Erin Lowry, the author of “Broke Millennial,” says this can cause some major issues between you and your parents.
“It can be incredibly overwhelming to move back home,” Lowry says. “It’s this period where you’re trying to figure out how you’re going to handle your money, and it can sour a relationship quickly.”
Lowry says it’s important to set some ground rules before you move back in, to prevent unnecessary drama down the line.
Discuss expectations early on
Lowry says it should never be assumed that you can move back in with your parents, so have a conversation before you start to pack up.
“It absolutely is just simply a sign of respect to say, ‘I don’t have a job lined up, I’m not quite sure what I’m going to do yet, are you OK with me moving back home?’” Lowry says. If you do have a job lined up, here are 5 ways to boost your career.
Then decide what the rules will be. Yes, you’re now an adult, but it’s still your parents’ house, and knowing expectations going in will help make the transition smoother, she says.
“Figure out what the rules are going to be: are you going to be expected to pay rent, are you responsible for your own chores and your own food just like you would be if you lived on your own or is that something that your parents are handling,” she says.
Open communication is key to making sure there’s no confusion about who’s expected to do what.
Start paying rent
While moving back home can be a great way to save money and set your sights on your future goals, it’s important to consider your parents’ point of view, Lowry says.
“I believe you should be paying rent to your parents if you’re moving back home because if your parents financially need the assistance, you should be providing some of the assistance,” she says.
Additionally, this is a great time to practice for “real life”—in the comfort of your parents’ home.

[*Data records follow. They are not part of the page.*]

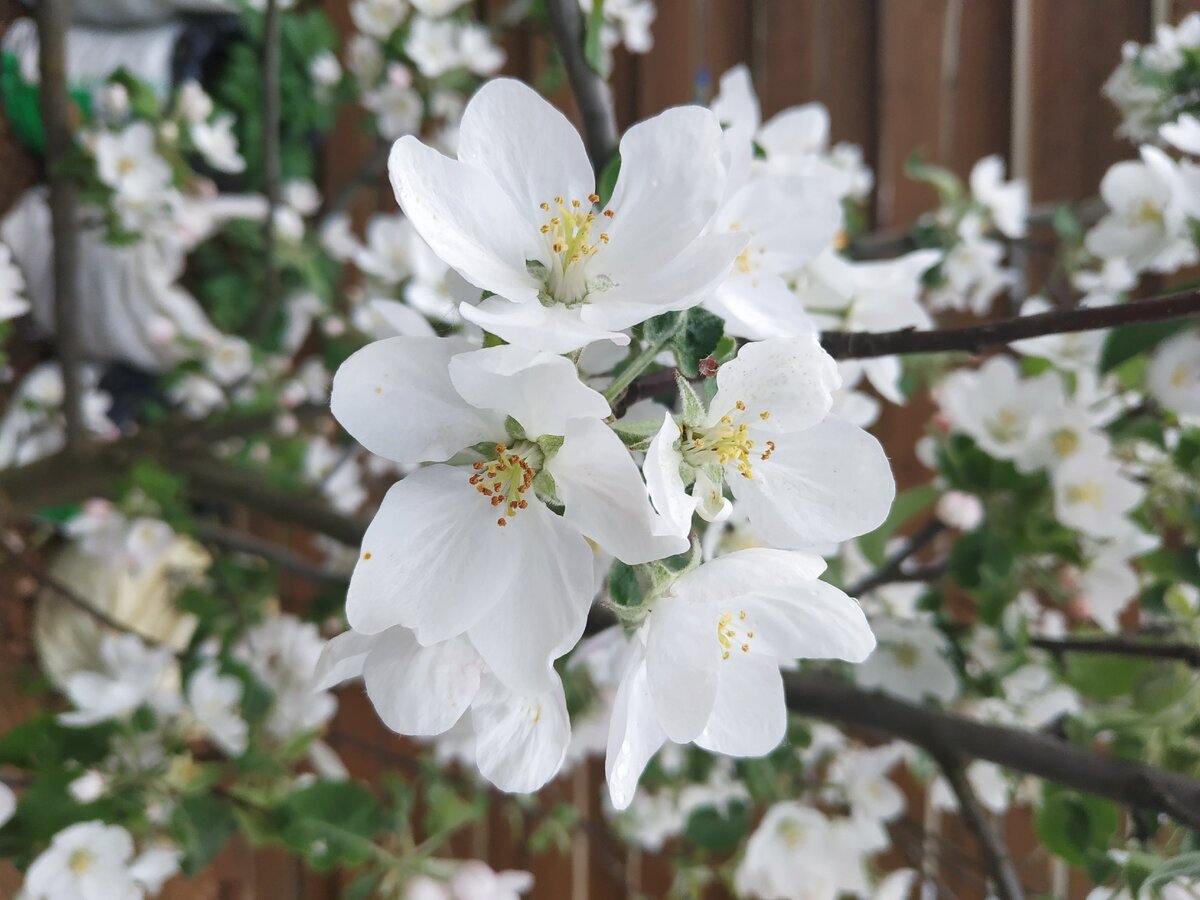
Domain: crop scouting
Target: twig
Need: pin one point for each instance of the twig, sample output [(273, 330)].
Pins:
[(940, 733), (231, 539), (271, 178), (591, 90), (864, 345), (1121, 647), (48, 581), (55, 108), (1005, 880), (892, 568)]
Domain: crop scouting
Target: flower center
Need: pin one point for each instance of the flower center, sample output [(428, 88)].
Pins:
[(81, 861), (569, 232), (727, 443), (1090, 492), (732, 633), (1066, 442), (504, 481)]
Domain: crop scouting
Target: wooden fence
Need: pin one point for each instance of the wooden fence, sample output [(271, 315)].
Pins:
[(958, 79)]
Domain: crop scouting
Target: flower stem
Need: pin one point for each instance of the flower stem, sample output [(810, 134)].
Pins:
[(643, 360)]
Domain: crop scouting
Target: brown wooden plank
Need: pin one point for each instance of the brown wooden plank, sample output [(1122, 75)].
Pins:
[(1075, 46)]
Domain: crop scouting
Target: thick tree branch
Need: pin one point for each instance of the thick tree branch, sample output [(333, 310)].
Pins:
[(1005, 880), (55, 106), (940, 733), (863, 345), (591, 90), (1122, 647)]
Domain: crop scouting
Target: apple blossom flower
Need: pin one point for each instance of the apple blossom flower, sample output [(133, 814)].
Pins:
[(214, 701), (767, 435), (1149, 204), (523, 595), (130, 676), (93, 859), (724, 691), (1173, 375), (424, 690), (1007, 202), (911, 663), (516, 215)]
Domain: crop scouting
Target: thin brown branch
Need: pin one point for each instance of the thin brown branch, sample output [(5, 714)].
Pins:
[(12, 549), (1005, 879), (1187, 653), (55, 107), (1042, 755), (864, 345), (591, 90), (893, 568)]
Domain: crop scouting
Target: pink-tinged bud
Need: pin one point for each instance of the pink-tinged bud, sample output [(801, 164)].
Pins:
[(960, 510)]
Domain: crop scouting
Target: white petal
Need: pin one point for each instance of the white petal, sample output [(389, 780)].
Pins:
[(664, 481), (750, 715), (553, 329), (678, 285), (528, 147), (540, 390), (672, 178), (757, 306), (543, 616), (827, 484), (420, 690), (809, 621), (433, 559), (682, 658), (342, 659), (395, 397), (790, 379), (727, 579), (466, 217), (521, 741), (605, 498), (634, 735)]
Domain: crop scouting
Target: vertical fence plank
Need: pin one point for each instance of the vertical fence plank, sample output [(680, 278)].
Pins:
[(1072, 139)]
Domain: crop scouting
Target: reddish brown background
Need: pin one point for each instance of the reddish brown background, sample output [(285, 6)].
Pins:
[(897, 75)]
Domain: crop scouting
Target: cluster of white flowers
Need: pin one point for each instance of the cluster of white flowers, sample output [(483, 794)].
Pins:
[(478, 571)]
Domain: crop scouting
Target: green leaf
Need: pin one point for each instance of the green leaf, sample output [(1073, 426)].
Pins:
[(1072, 825), (906, 505), (593, 46), (1128, 341), (333, 823), (715, 832), (201, 827), (700, 337)]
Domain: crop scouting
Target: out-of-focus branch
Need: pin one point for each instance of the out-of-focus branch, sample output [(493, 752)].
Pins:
[(1003, 876), (55, 106), (1187, 653), (1042, 755), (864, 345), (893, 568), (591, 90), (271, 177)]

“It’s a really good way for you to start practicing budgeting,” Lowry says. “You now have to pay rent, you have to figure out how that works into your budget and it encourages you to go out and get a job.”
For those who think it’s a punishment to ask a child to fork over some cash, Lowry says it’s simply preparation for the future.
“I don’t think of it as a punishment at all,” she says. You’re going to have to pay rent to someone else eventually, so this is just a way to get a start on saving and budgeting.
Take control of your finances
Even if you’re not paying rent, Lowry says you should still be contributing to your family and taking control of your finances. Start building a financial foundation with these six tips and create a written financial plan to get you organized and on the right track.
“Don’t start asking your parents for money,” she says. “Your parents should not be giving you an allowance and they should not be subsidizing your life.”
Buy your own groceries, do chores around the house, or assist with needs like transportation and child care.
“It’s time for you to take control and be grown-up about it,” Lowry says.